What overall ethic should we adopt in our quest for global sustainability?

The answer depends, of course, on our most deeply held beliefs and values. Jeremy Bentham’s “the greatest good for the greatest number” has been touted by some as the most acceptable overall ethical principle. But this dictum contains one too many “greatests.”

We could accommodate a greater number of people by lowering per capita product, or provide a greater per capita product by lowering the number of people. It would seem that we have no choice but to change one of the “greatests” to “sufficient.”

Unless one takes the view that it is ethical to use resources for luxuries in the present, thereby depriving future generations of a decent existence, we must opt for sufficient per capita product for the greatest number over time. Only if we eventually manage to achieve this can we claim to have kept “the covenant of solidarity with future generations.”
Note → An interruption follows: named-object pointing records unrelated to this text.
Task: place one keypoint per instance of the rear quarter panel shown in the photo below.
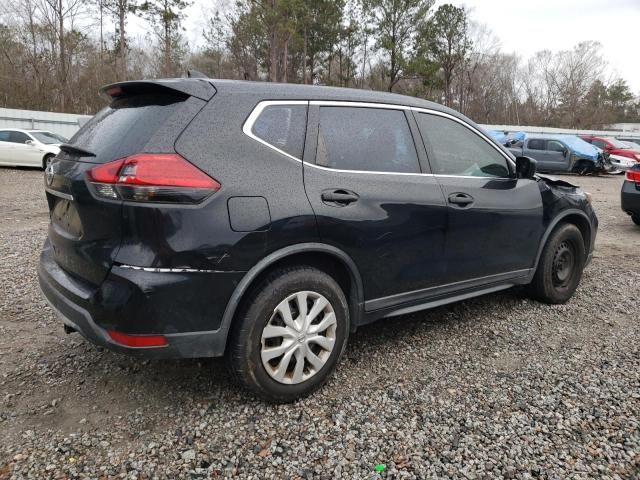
(215, 143)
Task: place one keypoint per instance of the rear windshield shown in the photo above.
(48, 138)
(125, 126)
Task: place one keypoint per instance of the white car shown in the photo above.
(28, 148)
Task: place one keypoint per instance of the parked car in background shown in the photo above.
(635, 141)
(308, 212)
(630, 196)
(621, 163)
(28, 148)
(613, 146)
(559, 153)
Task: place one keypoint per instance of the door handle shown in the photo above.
(460, 199)
(340, 197)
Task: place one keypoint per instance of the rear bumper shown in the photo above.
(186, 308)
(630, 198)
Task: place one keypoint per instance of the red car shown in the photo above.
(613, 146)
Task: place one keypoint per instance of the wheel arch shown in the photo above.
(575, 217)
(325, 257)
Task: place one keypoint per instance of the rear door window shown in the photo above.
(366, 139)
(458, 151)
(535, 144)
(555, 146)
(283, 127)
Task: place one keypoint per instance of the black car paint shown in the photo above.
(397, 246)
(630, 195)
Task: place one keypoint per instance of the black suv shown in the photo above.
(630, 195)
(264, 222)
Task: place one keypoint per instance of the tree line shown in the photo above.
(57, 53)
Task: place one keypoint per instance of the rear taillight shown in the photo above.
(633, 176)
(152, 177)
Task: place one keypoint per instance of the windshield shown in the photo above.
(48, 138)
(617, 143)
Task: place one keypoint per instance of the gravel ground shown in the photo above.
(495, 387)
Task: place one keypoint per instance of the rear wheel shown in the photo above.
(290, 334)
(560, 266)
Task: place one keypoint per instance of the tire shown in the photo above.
(256, 354)
(46, 160)
(560, 266)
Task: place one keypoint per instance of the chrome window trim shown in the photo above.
(247, 129)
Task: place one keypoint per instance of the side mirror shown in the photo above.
(525, 167)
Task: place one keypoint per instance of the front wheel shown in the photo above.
(560, 266)
(289, 335)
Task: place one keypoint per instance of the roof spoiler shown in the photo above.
(192, 87)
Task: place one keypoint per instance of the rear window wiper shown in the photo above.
(65, 147)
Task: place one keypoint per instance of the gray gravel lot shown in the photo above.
(496, 387)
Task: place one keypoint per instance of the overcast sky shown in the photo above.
(525, 27)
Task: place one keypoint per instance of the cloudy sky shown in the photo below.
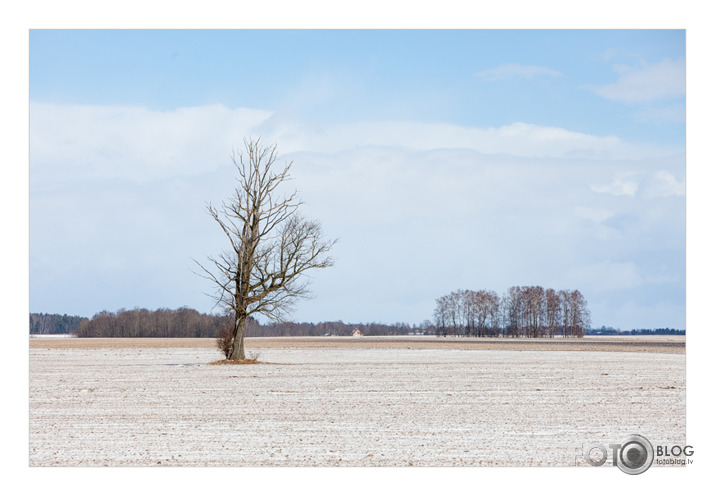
(440, 159)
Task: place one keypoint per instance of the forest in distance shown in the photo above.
(186, 322)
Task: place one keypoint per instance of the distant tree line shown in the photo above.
(142, 323)
(53, 323)
(186, 322)
(610, 331)
(523, 311)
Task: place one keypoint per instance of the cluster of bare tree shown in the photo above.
(523, 311)
(53, 323)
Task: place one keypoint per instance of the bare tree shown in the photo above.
(270, 244)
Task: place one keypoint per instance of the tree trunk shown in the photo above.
(238, 351)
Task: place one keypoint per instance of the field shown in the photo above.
(349, 402)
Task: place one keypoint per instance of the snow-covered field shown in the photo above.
(346, 406)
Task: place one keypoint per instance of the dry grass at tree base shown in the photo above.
(637, 344)
(245, 361)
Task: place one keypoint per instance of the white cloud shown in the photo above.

Most people, myself included, do not want to hear that their behavior is compromising the future of humanity, and it is not my intention to convey a message of despair. The despairing position is that we are prisoners of economic growth and cannot change. Humanity does, however, have choices, and we can still opt for a just and sustainable future.

The real message is that we Americans, among the most affluent of all peoples in history, must change our ways--and time is of the essence. A return to pre-industrial conditions is, of course, neither possible nor desirable. What is needed is to begin “the transition to a transition.”